Prices usually stabilize in January when crops are smaller, but that didn’t happen this year, he said.
His own index of movement and prices shows consumers spending 3.5 percent less on apples in general nationwide, he said.
Marketers may have “underestimated the strength of retail demand this year. It’s sluggish overall for fresh apples,” O’Rourke said. “This year will cause a lot of head-scratching over what to do next, how fast to push ahead with new varieties and organics, how many Red Delicious orchards to take out when you still need some for export.”
Nationally, there were 77.3 million boxes of fresh apples in storage on March 1, 11 percent more than a year earlier, according to the U.S. Apple Association. Processing apple inventory was also up 11 percent at 33.3 million boxes. That’s apples for sauce, juice and baked ingredients. Total apples were 17 percent above the five-year average for March 1.
Washington accounts for the bulk of the national fresh crop and was at 68 million boxes sold on March 1 versus 72.6 million a year ago. Washington has the same amount, 68 million, still in storage.
The total 2017 Washington crop was estimated at 135.6 million boxes on March 1, down 6.7 million from a high of 142.3 million on Dec. 1 and Jan. 1, according to the Washington State Tree Fruit Association.
There has been “considerable diversion” of fresh apples to processing with the estimated size of the processing crop up 5 to 6 percent, while the fresh crop has fallen nearly the same amount, O’Rourke said.
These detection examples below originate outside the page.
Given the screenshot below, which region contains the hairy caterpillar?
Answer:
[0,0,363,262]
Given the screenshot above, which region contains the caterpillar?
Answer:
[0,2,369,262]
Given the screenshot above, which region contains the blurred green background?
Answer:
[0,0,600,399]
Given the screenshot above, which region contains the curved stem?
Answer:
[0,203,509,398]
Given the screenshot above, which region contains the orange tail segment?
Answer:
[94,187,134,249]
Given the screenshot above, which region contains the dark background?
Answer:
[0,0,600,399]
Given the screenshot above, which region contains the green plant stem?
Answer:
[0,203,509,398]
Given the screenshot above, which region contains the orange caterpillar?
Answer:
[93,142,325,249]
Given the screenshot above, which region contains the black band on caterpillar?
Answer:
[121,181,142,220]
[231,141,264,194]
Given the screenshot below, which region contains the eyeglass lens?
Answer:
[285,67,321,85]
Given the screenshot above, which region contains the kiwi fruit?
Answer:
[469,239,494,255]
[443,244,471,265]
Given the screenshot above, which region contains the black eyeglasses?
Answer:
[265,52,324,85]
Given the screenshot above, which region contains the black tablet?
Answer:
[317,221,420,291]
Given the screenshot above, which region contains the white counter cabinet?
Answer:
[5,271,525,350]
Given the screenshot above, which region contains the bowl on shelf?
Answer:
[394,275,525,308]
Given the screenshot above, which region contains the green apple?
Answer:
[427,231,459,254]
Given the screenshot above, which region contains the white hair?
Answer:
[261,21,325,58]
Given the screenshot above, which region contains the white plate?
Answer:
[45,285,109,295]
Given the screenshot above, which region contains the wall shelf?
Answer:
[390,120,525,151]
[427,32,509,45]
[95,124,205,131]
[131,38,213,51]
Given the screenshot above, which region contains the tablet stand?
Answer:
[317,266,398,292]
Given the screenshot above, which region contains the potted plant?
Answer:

Since Jan. 1, the estimated size of the Gala crop has shrunk 1.6 million boxes, Red Delicious 1.5 million and Honeycrisp 800,000, he said.
Riggan said the crop will probably shrink another 3.5 million boxes to 132 million, which will help prices. He said it’s taken about six months to reopen some export markets this year that had dried up last year.
There shouldn’t be much competition in the U.S. from Southern Hemisphere apples just now being harvested because there’s ample opportunity for them in Europe, where crops are down 39 percent from a year ago, he said.